アレがなければ不合格!? 名門・開成中が“専業主夫”を出題したワケ (4/5ページ)

 桜蔭中の試験では「ツイッター」という言葉も登場

 たとえば2018年の桜蔭中の国語では、『ひとまず、信じない。情報氾濫時代の生き方』(押井守著)というエッセーが取り上げられ、「インターネットにおいて、フェイクニュースができあがってしまうこと、そして広がってしまうことの理由について、本文をふまえてくわしく説明しなさい」という問題が出た。

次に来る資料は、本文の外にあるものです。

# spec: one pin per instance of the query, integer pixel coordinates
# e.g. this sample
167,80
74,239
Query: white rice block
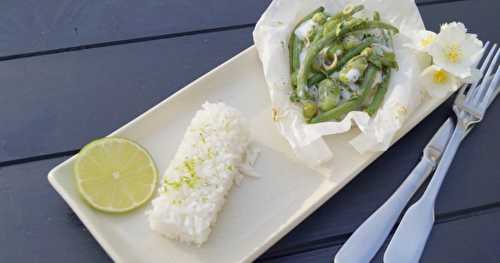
201,174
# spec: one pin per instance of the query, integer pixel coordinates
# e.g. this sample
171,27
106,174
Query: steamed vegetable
341,64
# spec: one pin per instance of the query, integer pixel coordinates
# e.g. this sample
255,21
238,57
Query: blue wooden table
71,71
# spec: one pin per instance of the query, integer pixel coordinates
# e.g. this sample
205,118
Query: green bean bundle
340,63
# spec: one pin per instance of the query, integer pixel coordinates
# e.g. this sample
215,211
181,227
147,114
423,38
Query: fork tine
463,89
492,91
477,91
472,91
484,85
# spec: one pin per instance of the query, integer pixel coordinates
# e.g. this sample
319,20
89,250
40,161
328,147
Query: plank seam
123,42
38,158
157,37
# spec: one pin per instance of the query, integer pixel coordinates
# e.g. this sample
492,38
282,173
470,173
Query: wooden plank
36,224
472,173
473,239
59,102
30,26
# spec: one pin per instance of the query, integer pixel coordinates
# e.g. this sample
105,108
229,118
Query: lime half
115,174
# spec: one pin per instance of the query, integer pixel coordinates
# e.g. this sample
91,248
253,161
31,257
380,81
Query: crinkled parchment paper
271,36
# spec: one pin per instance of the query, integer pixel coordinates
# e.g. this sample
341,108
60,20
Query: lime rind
89,198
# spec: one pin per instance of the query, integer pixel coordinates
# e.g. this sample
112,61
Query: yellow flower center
440,77
426,41
453,53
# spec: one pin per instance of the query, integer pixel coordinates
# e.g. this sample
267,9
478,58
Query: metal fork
470,106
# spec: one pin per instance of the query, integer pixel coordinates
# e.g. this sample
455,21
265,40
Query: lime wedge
115,175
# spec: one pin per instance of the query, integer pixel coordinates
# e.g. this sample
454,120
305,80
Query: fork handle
408,242
370,236
432,190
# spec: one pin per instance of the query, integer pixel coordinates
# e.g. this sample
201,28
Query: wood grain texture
36,224
473,239
59,102
30,25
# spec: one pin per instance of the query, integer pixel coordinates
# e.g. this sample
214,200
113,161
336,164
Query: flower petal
441,87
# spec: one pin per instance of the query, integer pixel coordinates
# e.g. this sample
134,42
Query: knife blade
370,236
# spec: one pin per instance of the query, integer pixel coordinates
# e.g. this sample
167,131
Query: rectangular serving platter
258,212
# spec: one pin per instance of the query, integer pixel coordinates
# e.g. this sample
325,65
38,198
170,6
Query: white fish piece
201,174
377,132
304,29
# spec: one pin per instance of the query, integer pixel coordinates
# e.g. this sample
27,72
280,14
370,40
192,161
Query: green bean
342,61
348,12
312,52
297,48
319,18
379,96
354,104
333,50
329,94
368,80
317,46
309,109
293,78
291,41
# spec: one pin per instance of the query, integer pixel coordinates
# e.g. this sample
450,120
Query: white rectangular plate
259,211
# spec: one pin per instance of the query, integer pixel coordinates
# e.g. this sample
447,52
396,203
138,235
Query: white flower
424,40
456,51
437,82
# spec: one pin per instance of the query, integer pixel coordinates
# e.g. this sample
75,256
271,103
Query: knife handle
369,237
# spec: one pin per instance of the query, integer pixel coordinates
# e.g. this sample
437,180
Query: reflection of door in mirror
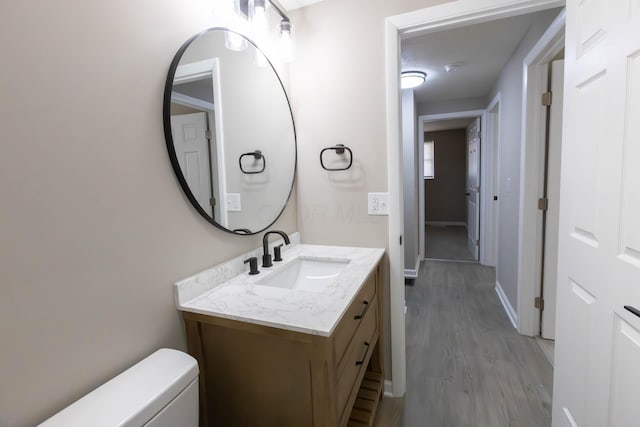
192,149
197,136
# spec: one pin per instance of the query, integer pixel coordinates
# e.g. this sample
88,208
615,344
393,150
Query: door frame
430,118
208,68
490,178
436,18
531,175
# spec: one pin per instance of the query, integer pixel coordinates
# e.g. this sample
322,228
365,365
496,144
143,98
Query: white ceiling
296,4
482,50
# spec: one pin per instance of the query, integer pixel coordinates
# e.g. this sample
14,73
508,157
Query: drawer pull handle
632,310
364,356
361,315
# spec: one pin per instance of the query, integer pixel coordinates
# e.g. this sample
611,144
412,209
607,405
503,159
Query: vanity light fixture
258,16
286,42
411,79
257,13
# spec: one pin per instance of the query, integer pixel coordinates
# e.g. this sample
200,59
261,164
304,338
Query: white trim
388,388
194,71
190,101
532,142
446,223
396,214
462,13
489,171
421,210
507,305
412,274
446,16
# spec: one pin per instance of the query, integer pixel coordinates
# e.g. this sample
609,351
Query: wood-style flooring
447,242
466,364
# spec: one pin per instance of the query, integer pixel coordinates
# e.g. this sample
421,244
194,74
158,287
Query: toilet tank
159,391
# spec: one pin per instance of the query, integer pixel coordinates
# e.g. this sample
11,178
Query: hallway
448,243
466,364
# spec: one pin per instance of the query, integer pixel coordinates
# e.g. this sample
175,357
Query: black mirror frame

 問題文には、ツイッターの投稿もだれの投稿かによって情報の信頼度が異なることや、そもそも何らかの意図をもったニセ情報である可能性も捨てきれないとある。

 中学受験の国語の問題で「情報リテラシー」に関する問いは定番ではあるものの、フェイクニュースを流す意図まで、小学生に説明させる時代になっているのである。

 今や、インターネットのことを知らずに、中学受験に臨むことはできない。ましてや、桜蔭中の入試問題では「ツイッター」に注もついていないのである。小学生が当然知っている語彙として出題されている。

 前出の開成中の入試問題では「インスタグラム」や「フォロワー」に注があったが、これもいずれはなくなっていくだろう。

 ちなみに「フォロワー」の説明は「読者登録をしている人」となっていた。別の男子校では2018年の入試問題で「投稿者を支持・応援している人たちのこと」と説明していたが、フォロワーとは必ずしも「支持・応援している人」とは限らないので、開成のほうがより的を射た表現と言えるだろう。